Sa vision du poste de capitaine

« Mon travail consiste à conseiller et à essayer de motiver les joueurs. Pour les motiver, il faut déjà les connaître, essayer de passer du temps avec eux, sur et en dehors du court. C'est ainsi que j'ai toujours travaillé. J’essaie de parler à l'entourage, les coaches, très souvent les compagnes. Cela va donc très loin parce que, forcément, pour connaître les joueurs, il faut connaître les personnes. »

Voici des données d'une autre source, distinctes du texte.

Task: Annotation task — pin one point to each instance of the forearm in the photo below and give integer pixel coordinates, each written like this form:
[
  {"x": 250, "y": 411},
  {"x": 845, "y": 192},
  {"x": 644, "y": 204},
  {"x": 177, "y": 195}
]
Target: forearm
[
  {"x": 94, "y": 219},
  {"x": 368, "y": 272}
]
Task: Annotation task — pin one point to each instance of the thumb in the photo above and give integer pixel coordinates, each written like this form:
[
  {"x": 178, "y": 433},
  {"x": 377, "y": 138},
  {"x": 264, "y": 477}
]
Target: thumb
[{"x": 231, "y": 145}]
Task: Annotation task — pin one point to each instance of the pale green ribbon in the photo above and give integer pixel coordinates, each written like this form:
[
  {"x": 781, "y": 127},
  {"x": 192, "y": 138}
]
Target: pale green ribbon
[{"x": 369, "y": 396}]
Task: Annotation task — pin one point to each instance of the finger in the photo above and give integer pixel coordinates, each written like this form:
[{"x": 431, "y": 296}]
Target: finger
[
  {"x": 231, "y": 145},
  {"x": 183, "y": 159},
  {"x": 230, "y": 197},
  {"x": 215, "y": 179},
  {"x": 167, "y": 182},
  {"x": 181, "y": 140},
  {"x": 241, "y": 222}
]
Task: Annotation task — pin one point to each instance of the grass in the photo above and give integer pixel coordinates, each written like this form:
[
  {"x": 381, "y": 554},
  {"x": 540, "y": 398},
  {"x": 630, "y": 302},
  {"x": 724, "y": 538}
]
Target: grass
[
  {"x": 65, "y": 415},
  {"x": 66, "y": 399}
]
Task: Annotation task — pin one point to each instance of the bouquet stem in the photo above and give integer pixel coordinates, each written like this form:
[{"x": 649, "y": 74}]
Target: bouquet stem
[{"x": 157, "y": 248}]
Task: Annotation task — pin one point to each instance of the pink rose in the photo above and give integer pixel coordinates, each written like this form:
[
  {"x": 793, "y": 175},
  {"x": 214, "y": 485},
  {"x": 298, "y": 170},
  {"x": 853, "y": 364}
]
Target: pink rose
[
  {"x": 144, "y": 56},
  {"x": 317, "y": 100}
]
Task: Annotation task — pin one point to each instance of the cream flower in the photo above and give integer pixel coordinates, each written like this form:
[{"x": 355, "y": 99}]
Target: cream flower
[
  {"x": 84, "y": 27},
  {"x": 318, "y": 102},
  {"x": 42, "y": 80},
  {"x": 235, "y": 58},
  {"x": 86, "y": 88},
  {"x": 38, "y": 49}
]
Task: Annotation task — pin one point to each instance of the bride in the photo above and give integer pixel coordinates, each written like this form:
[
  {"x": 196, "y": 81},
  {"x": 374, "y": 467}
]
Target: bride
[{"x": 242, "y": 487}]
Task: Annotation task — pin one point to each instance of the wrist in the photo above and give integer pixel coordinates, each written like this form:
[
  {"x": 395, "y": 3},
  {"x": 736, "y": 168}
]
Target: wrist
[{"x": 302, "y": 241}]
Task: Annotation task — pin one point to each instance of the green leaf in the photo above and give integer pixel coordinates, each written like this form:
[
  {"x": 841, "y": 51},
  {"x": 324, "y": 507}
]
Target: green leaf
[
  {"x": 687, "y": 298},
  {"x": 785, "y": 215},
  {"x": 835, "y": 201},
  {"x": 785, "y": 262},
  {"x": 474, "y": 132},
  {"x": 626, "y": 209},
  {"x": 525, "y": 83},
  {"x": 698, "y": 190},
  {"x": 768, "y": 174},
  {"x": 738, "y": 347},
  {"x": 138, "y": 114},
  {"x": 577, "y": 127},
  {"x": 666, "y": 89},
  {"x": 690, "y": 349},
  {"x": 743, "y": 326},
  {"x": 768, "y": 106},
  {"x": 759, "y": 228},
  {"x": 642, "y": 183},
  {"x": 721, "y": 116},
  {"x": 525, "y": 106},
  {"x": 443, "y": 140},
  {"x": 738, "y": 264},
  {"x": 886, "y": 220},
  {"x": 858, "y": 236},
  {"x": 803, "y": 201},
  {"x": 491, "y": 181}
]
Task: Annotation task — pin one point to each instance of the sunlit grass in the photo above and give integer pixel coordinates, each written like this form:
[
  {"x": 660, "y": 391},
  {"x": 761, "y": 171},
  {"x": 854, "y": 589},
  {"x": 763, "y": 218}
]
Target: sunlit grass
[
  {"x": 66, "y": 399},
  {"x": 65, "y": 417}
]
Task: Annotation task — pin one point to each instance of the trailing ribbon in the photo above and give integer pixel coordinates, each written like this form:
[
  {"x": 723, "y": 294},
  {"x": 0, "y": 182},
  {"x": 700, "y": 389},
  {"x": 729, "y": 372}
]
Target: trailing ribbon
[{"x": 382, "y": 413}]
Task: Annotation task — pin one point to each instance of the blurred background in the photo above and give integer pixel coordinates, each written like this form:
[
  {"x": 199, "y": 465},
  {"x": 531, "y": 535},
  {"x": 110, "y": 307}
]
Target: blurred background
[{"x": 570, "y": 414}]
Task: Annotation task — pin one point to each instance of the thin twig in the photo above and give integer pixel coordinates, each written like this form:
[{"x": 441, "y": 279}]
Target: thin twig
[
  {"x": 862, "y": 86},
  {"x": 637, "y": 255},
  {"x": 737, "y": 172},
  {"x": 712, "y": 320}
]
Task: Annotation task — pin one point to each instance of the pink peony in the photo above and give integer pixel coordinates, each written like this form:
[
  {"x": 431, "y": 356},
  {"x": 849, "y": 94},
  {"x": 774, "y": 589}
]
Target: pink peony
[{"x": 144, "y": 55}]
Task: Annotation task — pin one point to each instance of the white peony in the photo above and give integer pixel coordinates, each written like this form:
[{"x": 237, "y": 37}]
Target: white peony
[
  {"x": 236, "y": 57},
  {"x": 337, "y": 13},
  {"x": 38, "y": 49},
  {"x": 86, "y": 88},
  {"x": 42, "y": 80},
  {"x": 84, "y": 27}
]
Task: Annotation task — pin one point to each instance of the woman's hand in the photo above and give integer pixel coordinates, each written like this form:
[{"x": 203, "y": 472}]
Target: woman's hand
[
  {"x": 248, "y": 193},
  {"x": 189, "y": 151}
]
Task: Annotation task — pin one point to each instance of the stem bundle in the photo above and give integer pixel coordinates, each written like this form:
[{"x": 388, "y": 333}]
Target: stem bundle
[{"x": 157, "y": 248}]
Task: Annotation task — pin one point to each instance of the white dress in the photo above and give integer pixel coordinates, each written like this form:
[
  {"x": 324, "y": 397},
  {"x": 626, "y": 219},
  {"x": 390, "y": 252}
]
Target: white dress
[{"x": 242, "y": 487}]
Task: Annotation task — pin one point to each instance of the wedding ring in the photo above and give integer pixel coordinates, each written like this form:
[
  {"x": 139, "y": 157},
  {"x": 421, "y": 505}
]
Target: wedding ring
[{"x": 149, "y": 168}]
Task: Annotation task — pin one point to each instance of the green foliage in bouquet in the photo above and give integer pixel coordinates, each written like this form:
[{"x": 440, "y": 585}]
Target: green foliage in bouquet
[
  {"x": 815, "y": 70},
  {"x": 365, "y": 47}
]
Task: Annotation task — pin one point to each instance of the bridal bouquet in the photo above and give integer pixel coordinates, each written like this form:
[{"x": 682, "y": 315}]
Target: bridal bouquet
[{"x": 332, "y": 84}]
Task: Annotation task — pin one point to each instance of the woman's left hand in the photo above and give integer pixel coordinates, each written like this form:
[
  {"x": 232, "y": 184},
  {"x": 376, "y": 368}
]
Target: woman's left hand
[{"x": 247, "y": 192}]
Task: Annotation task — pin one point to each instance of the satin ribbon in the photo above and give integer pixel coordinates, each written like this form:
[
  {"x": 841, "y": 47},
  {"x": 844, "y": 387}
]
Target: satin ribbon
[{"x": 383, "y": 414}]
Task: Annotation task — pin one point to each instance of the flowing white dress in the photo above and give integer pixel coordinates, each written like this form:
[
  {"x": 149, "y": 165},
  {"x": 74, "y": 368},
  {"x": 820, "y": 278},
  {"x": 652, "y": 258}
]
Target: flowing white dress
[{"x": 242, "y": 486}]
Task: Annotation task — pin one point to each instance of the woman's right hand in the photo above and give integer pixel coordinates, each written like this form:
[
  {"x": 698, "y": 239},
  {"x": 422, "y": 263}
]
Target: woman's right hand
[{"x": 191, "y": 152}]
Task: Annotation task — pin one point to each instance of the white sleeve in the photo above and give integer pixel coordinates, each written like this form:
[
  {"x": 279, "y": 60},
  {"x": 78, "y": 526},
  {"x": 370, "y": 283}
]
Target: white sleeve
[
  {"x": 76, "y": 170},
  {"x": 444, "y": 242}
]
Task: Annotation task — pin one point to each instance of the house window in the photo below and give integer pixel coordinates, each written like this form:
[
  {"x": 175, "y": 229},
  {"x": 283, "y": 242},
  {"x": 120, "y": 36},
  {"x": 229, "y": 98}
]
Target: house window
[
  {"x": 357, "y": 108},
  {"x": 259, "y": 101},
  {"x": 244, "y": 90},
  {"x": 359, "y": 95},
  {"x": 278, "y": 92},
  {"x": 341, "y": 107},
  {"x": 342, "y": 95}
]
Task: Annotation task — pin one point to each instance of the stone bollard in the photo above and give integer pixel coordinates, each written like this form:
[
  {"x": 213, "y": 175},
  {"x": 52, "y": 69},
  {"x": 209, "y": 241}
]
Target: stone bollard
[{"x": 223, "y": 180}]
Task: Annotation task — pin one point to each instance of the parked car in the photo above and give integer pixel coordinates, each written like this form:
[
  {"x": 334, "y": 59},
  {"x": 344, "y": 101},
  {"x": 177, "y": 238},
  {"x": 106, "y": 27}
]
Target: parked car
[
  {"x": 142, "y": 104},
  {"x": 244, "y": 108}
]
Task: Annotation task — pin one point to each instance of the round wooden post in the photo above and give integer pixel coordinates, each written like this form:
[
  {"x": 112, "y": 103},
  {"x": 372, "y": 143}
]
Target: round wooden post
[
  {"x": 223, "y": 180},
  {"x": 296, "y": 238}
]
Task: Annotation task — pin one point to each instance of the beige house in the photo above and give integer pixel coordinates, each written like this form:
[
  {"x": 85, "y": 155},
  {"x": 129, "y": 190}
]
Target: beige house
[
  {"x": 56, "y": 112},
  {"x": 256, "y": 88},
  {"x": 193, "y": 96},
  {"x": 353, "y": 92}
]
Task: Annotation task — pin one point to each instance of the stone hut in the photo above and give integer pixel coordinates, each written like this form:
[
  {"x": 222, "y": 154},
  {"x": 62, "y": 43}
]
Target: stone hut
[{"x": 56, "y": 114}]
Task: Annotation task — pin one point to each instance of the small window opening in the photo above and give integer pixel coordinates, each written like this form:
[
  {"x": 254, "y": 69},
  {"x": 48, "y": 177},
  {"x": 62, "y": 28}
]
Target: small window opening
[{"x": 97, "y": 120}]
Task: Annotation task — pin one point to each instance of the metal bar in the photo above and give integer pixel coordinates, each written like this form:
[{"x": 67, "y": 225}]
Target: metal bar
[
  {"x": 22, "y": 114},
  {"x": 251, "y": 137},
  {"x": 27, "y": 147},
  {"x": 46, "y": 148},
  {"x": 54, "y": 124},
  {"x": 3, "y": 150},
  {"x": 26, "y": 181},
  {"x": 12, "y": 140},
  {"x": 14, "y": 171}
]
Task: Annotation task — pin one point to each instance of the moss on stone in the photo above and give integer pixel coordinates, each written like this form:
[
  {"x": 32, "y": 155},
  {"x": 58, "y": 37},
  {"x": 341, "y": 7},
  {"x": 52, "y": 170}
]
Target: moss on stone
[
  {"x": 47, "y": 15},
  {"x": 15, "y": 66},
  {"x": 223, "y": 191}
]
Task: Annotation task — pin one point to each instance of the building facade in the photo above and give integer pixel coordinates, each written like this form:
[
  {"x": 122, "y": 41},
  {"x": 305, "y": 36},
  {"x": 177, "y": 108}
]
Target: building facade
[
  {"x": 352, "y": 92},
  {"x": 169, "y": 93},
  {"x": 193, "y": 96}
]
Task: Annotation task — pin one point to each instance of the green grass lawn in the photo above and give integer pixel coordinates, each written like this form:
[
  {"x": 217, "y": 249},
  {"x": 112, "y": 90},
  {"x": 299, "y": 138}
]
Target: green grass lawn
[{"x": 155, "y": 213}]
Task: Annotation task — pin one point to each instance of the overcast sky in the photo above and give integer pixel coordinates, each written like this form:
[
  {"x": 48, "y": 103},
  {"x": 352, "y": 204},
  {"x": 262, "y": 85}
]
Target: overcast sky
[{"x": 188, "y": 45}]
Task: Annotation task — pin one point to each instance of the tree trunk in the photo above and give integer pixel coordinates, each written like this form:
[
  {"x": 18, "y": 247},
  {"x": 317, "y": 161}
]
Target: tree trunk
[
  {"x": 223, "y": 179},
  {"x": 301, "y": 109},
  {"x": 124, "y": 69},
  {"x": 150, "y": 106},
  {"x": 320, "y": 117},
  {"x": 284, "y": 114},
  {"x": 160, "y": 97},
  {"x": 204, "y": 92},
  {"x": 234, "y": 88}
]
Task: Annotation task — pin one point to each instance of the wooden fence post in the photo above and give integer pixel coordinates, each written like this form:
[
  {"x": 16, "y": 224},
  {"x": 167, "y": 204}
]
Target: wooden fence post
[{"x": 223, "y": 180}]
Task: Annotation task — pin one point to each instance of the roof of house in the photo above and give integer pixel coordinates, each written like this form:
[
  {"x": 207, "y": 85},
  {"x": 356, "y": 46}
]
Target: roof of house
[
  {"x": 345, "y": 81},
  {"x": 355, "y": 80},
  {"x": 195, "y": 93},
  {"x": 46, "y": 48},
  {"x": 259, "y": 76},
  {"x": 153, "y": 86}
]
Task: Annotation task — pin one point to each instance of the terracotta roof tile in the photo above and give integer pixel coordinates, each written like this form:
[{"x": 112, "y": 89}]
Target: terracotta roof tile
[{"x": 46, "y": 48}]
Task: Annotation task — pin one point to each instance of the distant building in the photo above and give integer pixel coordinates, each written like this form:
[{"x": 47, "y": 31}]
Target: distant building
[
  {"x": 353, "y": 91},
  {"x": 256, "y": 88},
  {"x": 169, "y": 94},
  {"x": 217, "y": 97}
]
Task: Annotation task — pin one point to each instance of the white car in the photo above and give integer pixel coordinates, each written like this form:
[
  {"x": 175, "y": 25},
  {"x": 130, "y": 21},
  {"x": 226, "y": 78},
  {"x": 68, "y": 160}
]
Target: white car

L’objectif de ce rassemblement élargi

« L'objectif premier pour moi était de responsabiliser un peu tout le monde, pouvoir montrer à tous les joueurs qui étaient convoqués qu'ils étaient sélectionnables. Il n'y a pas de sélection politiquement correcte pour moi. »

L’ambiance

« C’était assez calme. On a parlé de choses assez générales. Ils ont beaucoup écouté. Pour certains, c'était mignon, il y avait un peu de timidité. Un courageux m'a demandé ce que j’allais faire de mes tournées, si des concerts étaient prévus pendant les semaines de la Coupe Davis. Cela a détendu l'atmosphère. On a parlé du staff. On a parlé du staff médical aussi, comment s'organiser. Le fonctionnement existe depuis 15 ans. Il y a des choses que j'essaie de faire évoluer pour l'intérêt du groupe. On en a un peu discuté. »

Ses exigences

« J’ai voulu définir la façon dont on va travailler. Pour les rendez-vous d'équipe, j'attends des joueurs qu'ils soient prêts. Il est hors de question de prendre des joueurs en convalescence ou pas prêts physiquement. J'essaierai de faire en sorte de créer une émulation, que ce soit pour le simple et pour le double. Je mettrai les joueurs en forme. Comme vous le savez, il m'est parfois arrivé de faire des sélections qui ont peut-être surpris des gens qui étaient à l'extérieur. Et même si à un moment cela peut nous coûter un ou deux matches, il y a des principes à garder et il faut s'y tenir. A partir du moment où l'on commence à faire des compromis, on perd l'autorité, la direction, l'esprit d'équipe. Mon mode de sélection doit être compris de tous et bien avant. Il n'y aura pas de surprise de la part des joueurs. »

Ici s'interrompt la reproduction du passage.